Simple op-amp analysis.

Discussion in 'Homework Help' started by tAllann, Oct 26, 2013.

  1. tAllann

    Thread Starter New Member

    Oct 26, 2013

    The book says that it is obvious that V0 is the negative of the ratio of the "feedback" resistor (8k ohms) to the input resistor (2k ohms) multiplied by the voltage the input terminal, thus it is -8 volts.

    It may be that my brain is currently fired, but the ratio of the resistors part through me for a loop. I was looking back trying to find the rule that allows that analysis to be done.

    I understand that the voltage at the node adjoining the 8 and 2 ohm resistors is 0. Before the 2 ohm resistor, the voltage is obviously 2 volts, and so the current flowing through both resistors is 1 Amp, so 1 Amp, and amp across the 8 ohm resistor yields a voltage drop of 8 volts. I just didn't understand the rule about the "ratio of the resistors".

    And you can't use voltage division right. Because 2 * 2 / 10 does not equal 2 ... But why can't you use voltage division?

    EDIT: My brain must be fried, I posted this in the wrong forum. Sorry about this. If you can move the thread that would be helpful. Thank you.
  2. LvW

    Active Member

    Jun 13, 2013
    tAllan, at first you mix ohms with kohms.
    At second, there are different ways to compute the gain.
    You have started already with the assumption that the voltage at the inverting opamp terminal is zero (in fact it is some mikrovolts, however it is common usage to neglect this small voltage).
    Now you can apply the superposition rule for this zero voltage that is caused by both the input signal and the output signal. This leads to the ratio Vout/Vin.
    Other methods use the current through the resistors or the classical feedback model with the feedback factor R1/(R1+R2).

    EDIT: "And you can't use voltage division"
    Of course, you can - no, you must if using the superposition principle(you have two voltage sources!).
    Last edited: Oct 26, 2013
    tAllann likes this.
  3. WBahn


    Mar 31, 2012
    Be sure that you understand that the voltage at the inverting input of the opamp is 0V only because two things are assumed to be true: First, that the opamp is operating in its linear (i.e., active) region; and second, that the gain of the opamp is sufficiently high so that there is very little voltage difference between the two inputs of the opamp. Many people make the mistake of just assuming that the voltage at the opamp inputs are 0V. In general, that isn't true. In this case, the voltage at the inverting input is 0V, even given these assumptions, only because the voltage at the non-inverting input is rigidly ties to 0V.
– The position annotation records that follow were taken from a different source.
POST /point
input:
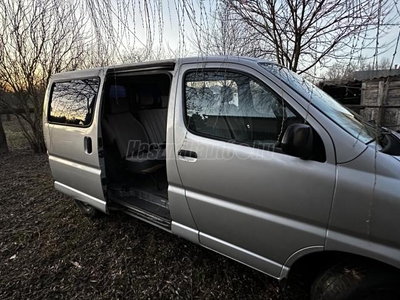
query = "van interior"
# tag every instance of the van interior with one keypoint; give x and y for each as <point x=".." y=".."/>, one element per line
<point x="134" y="120"/>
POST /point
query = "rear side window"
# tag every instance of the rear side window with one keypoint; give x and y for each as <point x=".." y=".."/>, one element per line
<point x="72" y="102"/>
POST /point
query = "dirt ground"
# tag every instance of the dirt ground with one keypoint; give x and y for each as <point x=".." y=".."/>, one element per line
<point x="48" y="250"/>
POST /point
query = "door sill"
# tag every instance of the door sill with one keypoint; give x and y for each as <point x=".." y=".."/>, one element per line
<point x="144" y="215"/>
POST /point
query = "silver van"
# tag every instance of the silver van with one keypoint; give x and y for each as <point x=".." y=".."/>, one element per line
<point x="239" y="155"/>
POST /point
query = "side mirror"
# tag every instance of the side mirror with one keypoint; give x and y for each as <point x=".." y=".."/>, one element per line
<point x="298" y="141"/>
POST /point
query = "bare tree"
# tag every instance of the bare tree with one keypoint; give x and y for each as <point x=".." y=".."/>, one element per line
<point x="3" y="140"/>
<point x="303" y="34"/>
<point x="38" y="38"/>
<point x="224" y="35"/>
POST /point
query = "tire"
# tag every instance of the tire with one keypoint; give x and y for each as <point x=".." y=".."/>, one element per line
<point x="88" y="210"/>
<point x="351" y="282"/>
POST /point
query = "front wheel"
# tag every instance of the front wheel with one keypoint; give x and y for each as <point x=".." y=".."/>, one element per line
<point x="351" y="282"/>
<point x="88" y="210"/>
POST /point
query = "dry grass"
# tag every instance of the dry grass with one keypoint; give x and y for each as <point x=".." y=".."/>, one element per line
<point x="48" y="250"/>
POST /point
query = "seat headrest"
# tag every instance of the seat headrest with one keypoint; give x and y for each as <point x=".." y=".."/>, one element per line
<point x="227" y="94"/>
<point x="146" y="99"/>
<point x="119" y="105"/>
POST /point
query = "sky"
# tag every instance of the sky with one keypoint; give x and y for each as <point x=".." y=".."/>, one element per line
<point x="176" y="37"/>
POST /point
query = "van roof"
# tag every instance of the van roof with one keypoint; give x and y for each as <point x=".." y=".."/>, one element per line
<point x="167" y="64"/>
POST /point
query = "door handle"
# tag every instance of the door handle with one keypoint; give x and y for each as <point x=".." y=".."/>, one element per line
<point x="186" y="155"/>
<point x="87" y="144"/>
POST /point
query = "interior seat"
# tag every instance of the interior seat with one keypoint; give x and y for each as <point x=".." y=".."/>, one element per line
<point x="132" y="140"/>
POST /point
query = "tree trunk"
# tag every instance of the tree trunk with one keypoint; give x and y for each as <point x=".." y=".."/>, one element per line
<point x="3" y="140"/>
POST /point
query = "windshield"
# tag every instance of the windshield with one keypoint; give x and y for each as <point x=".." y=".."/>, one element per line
<point x="353" y="123"/>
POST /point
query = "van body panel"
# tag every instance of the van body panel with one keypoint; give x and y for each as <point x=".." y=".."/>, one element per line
<point x="262" y="208"/>
<point x="244" y="256"/>
<point x="179" y="208"/>
<point x="77" y="175"/>
<point x="296" y="256"/>
<point x="252" y="203"/>
<point x="186" y="232"/>
<point x="78" y="195"/>
<point x="365" y="215"/>
<point x="71" y="164"/>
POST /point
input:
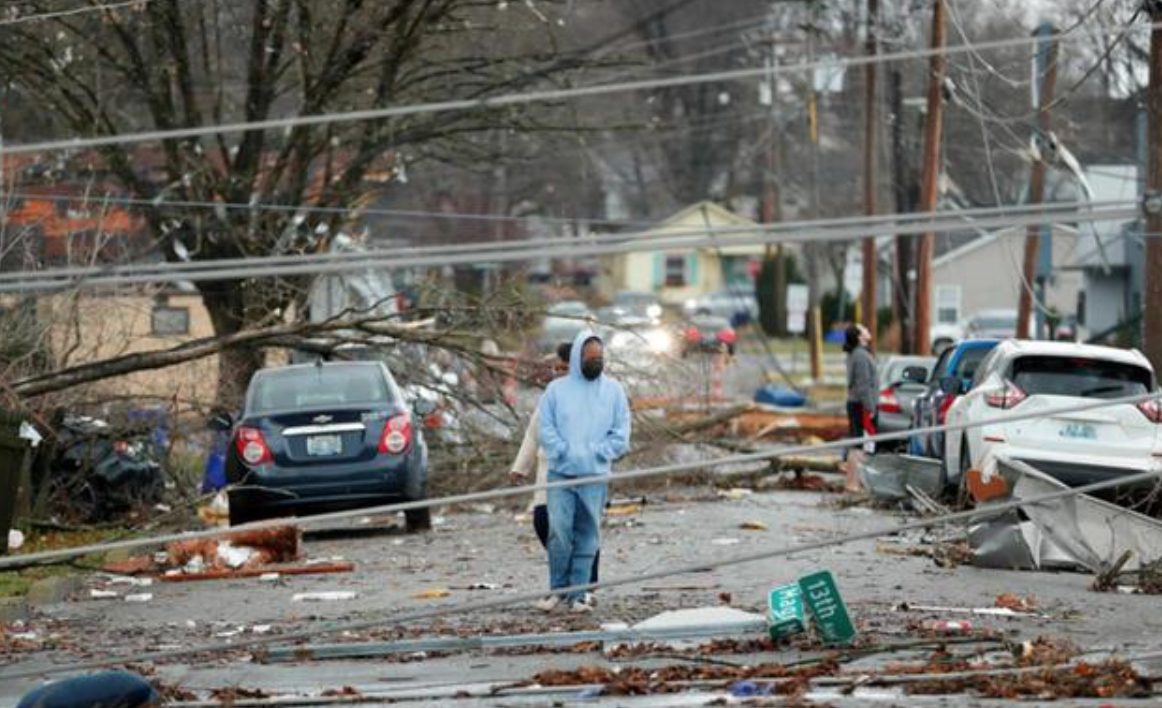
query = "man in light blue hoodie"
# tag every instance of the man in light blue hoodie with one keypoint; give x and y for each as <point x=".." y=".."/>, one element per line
<point x="585" y="426"/>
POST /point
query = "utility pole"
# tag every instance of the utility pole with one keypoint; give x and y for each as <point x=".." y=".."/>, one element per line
<point x="870" y="131"/>
<point x="1152" y="305"/>
<point x="770" y="199"/>
<point x="902" y="177"/>
<point x="929" y="190"/>
<point x="1044" y="84"/>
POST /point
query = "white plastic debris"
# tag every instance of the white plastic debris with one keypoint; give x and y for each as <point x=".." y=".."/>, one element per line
<point x="30" y="434"/>
<point x="235" y="556"/>
<point x="130" y="580"/>
<point x="325" y="596"/>
<point x="725" y="542"/>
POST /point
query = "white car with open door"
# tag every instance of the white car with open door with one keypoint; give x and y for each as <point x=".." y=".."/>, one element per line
<point x="1076" y="448"/>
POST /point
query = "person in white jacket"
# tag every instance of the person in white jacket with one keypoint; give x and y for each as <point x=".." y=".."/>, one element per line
<point x="531" y="462"/>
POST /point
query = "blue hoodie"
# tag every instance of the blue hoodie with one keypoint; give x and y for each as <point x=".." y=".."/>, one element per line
<point x="585" y="426"/>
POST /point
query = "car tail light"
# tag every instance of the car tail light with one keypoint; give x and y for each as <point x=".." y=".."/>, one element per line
<point x="252" y="447"/>
<point x="396" y="435"/>
<point x="1152" y="409"/>
<point x="1006" y="398"/>
<point x="945" y="405"/>
<point x="888" y="401"/>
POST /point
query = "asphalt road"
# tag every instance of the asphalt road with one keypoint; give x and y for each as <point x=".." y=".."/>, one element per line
<point x="497" y="546"/>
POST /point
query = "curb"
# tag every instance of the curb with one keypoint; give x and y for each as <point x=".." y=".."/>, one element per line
<point x="47" y="591"/>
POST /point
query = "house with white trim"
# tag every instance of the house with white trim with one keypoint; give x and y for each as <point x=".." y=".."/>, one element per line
<point x="680" y="274"/>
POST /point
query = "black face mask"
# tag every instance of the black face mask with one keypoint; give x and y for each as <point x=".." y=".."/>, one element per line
<point x="592" y="369"/>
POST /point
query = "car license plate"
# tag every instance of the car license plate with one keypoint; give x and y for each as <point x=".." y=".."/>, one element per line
<point x="1084" y="431"/>
<point x="323" y="445"/>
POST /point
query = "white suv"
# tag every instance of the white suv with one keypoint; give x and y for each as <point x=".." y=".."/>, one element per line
<point x="1076" y="448"/>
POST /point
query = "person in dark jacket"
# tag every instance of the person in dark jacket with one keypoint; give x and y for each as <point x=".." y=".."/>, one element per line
<point x="862" y="383"/>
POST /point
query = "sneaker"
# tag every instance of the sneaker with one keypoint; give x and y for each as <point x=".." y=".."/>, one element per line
<point x="549" y="603"/>
<point x="580" y="607"/>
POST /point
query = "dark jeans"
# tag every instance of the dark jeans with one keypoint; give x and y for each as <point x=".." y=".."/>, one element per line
<point x="540" y="524"/>
<point x="855" y="421"/>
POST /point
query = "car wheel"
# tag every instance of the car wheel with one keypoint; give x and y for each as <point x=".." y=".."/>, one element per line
<point x="418" y="520"/>
<point x="241" y="512"/>
<point x="963" y="499"/>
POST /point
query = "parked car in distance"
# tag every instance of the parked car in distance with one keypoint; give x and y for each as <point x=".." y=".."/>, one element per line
<point x="562" y="322"/>
<point x="738" y="306"/>
<point x="708" y="334"/>
<point x="327" y="436"/>
<point x="639" y="305"/>
<point x="1076" y="448"/>
<point x="955" y="364"/>
<point x="902" y="380"/>
<point x="992" y="324"/>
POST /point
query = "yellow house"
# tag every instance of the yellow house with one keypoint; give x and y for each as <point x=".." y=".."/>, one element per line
<point x="85" y="327"/>
<point x="682" y="274"/>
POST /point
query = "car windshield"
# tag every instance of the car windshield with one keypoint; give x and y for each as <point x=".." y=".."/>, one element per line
<point x="972" y="358"/>
<point x="895" y="371"/>
<point x="568" y="309"/>
<point x="635" y="300"/>
<point x="1080" y="377"/>
<point x="318" y="387"/>
<point x="1001" y="322"/>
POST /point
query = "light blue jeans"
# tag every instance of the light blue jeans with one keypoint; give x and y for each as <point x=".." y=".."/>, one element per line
<point x="574" y="534"/>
    Next, the analysis you did was just fine and will reveal the answer, but it is best seen by using symbolic values instead of specific resistor values and voltages.

    So let's say that the input voltage if Vin and the output voltage is Vout. Let's further say that the input resistor (the 2kΩ resistor) resistor Rin and the feedback resistor (the 8kΩ resistor) Rf.

    Answer the following with the symbolic quantities:

    Q1) What is the current (left to right) through R1?

    Q2) What is the voltage drop across R2 (positive at left side of R2)?

    Q3) What is the output voltage in terms of the input voltage?

    Q4) Do you see where the ratio of resistors comes from?
    tAllann likes this.
  4. ErnieM

    AAC Fanatic!

    Apr 24, 2011
    Your analysis is spot on, now let's work on that rule about the "ratio of the resistors".

    Oh, I hate that term lol. But it works well enough here.

    The current thru the 2K is Vin/2K. Call this I = Vin/R1.

    The voltage across the 8K is 8K*I. Call this Vo=-R2*I

    (Bang back if you don't see where the "minus one" comes from.)

    Now put eq2 into eq1:

    Vo = -R2* Vin/R1

    Divide both sides by Vin:

    Vo/Vin = -R2/R1 = Gain

    It just follows from the math for the general case.
    tAllann likes this.
  5. tAllann

    Thread Starter New Member

    Oct 26, 2013
    Thanks. I completely understand now.